I suggest you to look at the ROSCon 2021 “Executors Workshop”.

Out of all this work, two new executors got into rclcpp:

  • The StaticSingleThreadedExecutor: this executor was developed by Nobleo and then improved by iRobot. Its initial implementation was focused on the idea that ROS 2 systems are static at steady-state, so you don’t need to rebuild the list of entities at every iteration. Despite the name, this executor is fully usable also for non-static systems.
  • The EventsExecutor: this executor was developed by iRobot. Its main difference with respect to all the other executors is that it doesn’t use the concept of wait-set, but rather it is based on an events-queue. This results in not paying overhead for entities that are not receiving events and in the possibility of processing events in the correct arrival order.
    It uses the same concept as the static executor to avoid rebuilding the list of entities.

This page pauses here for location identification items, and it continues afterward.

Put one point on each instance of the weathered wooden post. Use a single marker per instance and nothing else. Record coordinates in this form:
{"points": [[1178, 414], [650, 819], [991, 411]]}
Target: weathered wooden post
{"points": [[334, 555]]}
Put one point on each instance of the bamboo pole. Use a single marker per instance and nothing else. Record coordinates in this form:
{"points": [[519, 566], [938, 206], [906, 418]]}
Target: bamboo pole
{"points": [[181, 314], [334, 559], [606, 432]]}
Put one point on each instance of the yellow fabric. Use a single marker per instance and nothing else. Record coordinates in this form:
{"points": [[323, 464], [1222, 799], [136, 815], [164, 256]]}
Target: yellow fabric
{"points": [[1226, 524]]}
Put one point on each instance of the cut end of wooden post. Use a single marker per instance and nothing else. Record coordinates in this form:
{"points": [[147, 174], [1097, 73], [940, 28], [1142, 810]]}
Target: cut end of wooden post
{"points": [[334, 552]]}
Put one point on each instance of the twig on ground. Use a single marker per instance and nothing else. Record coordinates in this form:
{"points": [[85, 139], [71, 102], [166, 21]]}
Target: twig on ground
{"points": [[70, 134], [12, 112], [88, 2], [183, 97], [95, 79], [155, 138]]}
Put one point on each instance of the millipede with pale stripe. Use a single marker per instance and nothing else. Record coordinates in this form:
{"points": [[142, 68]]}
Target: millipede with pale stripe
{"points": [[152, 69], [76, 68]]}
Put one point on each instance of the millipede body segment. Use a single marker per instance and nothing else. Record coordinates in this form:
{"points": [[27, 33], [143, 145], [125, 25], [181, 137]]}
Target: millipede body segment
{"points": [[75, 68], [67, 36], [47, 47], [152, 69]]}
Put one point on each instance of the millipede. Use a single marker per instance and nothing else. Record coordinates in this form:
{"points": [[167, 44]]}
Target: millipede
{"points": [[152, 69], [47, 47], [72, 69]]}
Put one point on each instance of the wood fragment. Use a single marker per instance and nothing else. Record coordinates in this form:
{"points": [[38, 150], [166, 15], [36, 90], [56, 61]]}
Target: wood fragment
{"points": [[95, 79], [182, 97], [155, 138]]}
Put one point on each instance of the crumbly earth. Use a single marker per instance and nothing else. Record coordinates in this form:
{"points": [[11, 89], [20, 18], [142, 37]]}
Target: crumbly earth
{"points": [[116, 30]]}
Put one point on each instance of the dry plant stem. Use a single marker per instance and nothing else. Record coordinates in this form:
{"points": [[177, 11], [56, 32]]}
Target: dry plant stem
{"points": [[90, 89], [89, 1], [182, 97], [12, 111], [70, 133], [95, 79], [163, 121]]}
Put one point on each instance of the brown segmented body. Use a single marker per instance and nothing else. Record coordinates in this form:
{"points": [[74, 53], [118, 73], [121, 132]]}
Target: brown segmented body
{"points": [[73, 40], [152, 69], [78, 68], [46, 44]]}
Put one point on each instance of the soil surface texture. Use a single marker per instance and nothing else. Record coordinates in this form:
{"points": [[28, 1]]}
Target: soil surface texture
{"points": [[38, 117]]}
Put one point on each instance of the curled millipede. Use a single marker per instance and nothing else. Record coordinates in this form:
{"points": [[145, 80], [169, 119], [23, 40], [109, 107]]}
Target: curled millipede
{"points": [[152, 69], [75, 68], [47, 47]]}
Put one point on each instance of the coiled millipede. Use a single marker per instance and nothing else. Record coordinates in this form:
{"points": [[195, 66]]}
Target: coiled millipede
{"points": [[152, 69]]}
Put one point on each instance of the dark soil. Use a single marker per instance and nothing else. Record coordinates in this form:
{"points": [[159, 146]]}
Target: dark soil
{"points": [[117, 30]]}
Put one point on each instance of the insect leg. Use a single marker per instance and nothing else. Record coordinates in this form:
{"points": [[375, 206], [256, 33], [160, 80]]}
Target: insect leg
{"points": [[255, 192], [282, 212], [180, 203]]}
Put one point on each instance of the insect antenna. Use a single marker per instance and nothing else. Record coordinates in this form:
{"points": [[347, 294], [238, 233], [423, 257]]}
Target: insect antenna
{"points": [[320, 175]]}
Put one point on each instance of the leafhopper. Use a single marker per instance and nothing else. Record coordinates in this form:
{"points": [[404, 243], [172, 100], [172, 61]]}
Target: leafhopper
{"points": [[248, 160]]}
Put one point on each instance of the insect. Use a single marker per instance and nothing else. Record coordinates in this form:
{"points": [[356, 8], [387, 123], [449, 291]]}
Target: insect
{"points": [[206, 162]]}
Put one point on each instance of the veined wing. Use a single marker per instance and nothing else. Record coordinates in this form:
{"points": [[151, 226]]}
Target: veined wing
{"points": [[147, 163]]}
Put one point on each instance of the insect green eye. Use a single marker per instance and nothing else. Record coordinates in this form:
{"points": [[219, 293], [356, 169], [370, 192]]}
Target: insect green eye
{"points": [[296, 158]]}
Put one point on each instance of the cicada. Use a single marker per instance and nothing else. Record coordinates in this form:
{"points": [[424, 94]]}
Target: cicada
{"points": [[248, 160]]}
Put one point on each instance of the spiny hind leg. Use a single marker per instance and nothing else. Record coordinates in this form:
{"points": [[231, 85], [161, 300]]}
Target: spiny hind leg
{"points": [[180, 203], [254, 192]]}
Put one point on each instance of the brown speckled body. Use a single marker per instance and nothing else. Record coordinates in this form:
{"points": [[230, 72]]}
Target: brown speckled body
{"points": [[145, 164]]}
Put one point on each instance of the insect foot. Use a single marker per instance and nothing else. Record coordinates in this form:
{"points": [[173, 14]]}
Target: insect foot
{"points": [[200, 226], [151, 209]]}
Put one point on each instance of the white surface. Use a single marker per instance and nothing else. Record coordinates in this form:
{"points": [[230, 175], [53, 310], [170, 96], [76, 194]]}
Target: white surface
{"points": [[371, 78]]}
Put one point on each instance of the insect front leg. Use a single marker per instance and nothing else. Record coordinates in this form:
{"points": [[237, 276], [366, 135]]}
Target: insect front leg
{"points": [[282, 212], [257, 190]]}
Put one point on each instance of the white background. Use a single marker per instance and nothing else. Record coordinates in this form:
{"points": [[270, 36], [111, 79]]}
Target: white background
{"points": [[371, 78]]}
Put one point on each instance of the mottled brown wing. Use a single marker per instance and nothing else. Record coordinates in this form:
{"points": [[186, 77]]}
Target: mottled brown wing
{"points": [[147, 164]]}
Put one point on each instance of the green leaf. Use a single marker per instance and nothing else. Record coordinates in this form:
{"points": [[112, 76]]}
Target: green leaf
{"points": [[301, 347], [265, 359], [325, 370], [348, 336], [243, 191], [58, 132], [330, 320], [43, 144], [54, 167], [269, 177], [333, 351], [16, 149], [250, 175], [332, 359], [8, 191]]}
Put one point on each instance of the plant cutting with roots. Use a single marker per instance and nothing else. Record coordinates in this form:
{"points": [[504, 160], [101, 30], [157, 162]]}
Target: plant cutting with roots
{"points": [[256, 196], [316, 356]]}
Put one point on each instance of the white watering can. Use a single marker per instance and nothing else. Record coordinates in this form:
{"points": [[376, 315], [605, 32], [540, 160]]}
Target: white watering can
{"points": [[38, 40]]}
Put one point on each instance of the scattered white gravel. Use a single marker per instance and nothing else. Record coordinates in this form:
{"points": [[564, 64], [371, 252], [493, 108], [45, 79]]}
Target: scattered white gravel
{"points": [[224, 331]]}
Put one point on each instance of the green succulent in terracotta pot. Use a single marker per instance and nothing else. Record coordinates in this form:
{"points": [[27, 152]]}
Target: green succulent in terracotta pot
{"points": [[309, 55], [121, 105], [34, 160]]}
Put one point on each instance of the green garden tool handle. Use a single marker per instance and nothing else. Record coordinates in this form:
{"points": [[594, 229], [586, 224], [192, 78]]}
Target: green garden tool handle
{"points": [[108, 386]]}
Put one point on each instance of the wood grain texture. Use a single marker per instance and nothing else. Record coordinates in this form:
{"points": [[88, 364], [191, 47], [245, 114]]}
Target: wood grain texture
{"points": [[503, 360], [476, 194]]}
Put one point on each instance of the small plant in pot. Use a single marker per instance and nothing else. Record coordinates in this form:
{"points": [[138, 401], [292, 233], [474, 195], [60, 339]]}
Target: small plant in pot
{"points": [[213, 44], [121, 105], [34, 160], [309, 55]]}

As part of ROS 2 Jazzy, the rclcpp maintainers did a major rework of the executors, essentially generalizing the concept used for not having to rebuild the list of entities to all executors (that before was used only by the StaticSingleThreadedExecutor and the EventsExecutor).

Let’s have a look at the performance of the executors today, using ROS 2 Rolling and the irobot performance framework.
I created a pseudo-random system with ~40 publishers and ~70 subscriptions spread across 8 executors, let them publish for 60 seconds and I got these numbers (which align with my expectations and previous results):

The conclusions I would like to draw out of this are:

  • The SingleThreadedExecutor is now more performant than the StaticSingleThreadedExecutor
  • The StaticSingleThreadedExecutor should now be deprecated: all its improvements are now available in all the other executors; moreover there are open issues and concerns that are specific to its implementation.
  • The EventsExecutor should already be the choice if you are looking for improved performance and we should start the process to promote it as default executor.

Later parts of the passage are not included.